Level of National Income or Output:

The fundamental reason for the differences in the levels of living between different countries is the difference in their levels of national income. The level of national income depends upon the total volume of production in the country. Those countries having higher national income or output enjoy higher standard of living, while the countries having lower national income or output have lower standard of living. The main reason why standard of living is much higher in the U.S.A. than in India is that the level of national output in the U.S.A. is much higher than that in India.

Now the question arises:

Why do some countries produce more than others? This brings us to the question of levels of productivity.

Level of Productivity:

The total amount of goods and services which a country is able to produce, and hence the standard of living it can provide to its people, depends upon the levels of productivity in different branches of economic activity such as agriculture, industry, transport, etc. The higher the productivity per person engaged in agriculture, industry, etc., the higher will be the national output and the standard 01 living of the people. Difference in productivity is the major cause of differences in standards of living between different countries.

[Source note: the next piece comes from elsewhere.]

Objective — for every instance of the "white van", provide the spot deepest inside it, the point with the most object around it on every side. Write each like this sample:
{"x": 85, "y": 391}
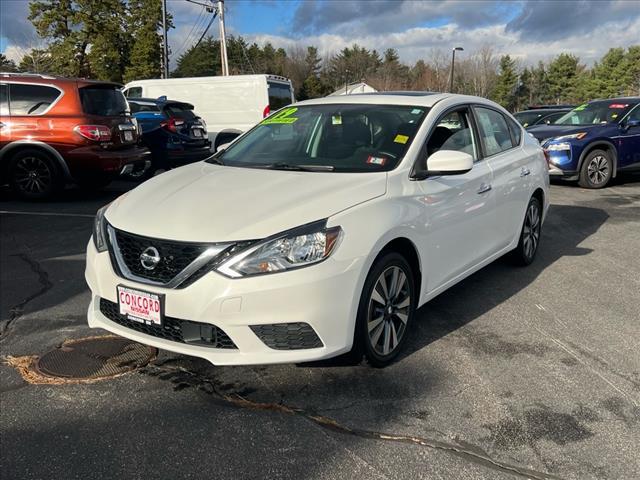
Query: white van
{"x": 230, "y": 105}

For example, in 1951, average productivity per person engaged in agriculture in the U.S.A. was 2,722 dollars, while it was only 147 dollars in India. (Productivity has been expressed and measured in U.S. dollars in order to have a comparative view). This productivity per person engaged in agriculture was 2,336 dollars in Canada and 1,806 dollars in the U.K.

Further, average productivity per person engaged in manufacturing was 5,488 dollars in the U.S.A., 2,815 dollars in Canada, 1,332 dollars in the U.K. and only 320 dollars in India. The relative position is not much different even today.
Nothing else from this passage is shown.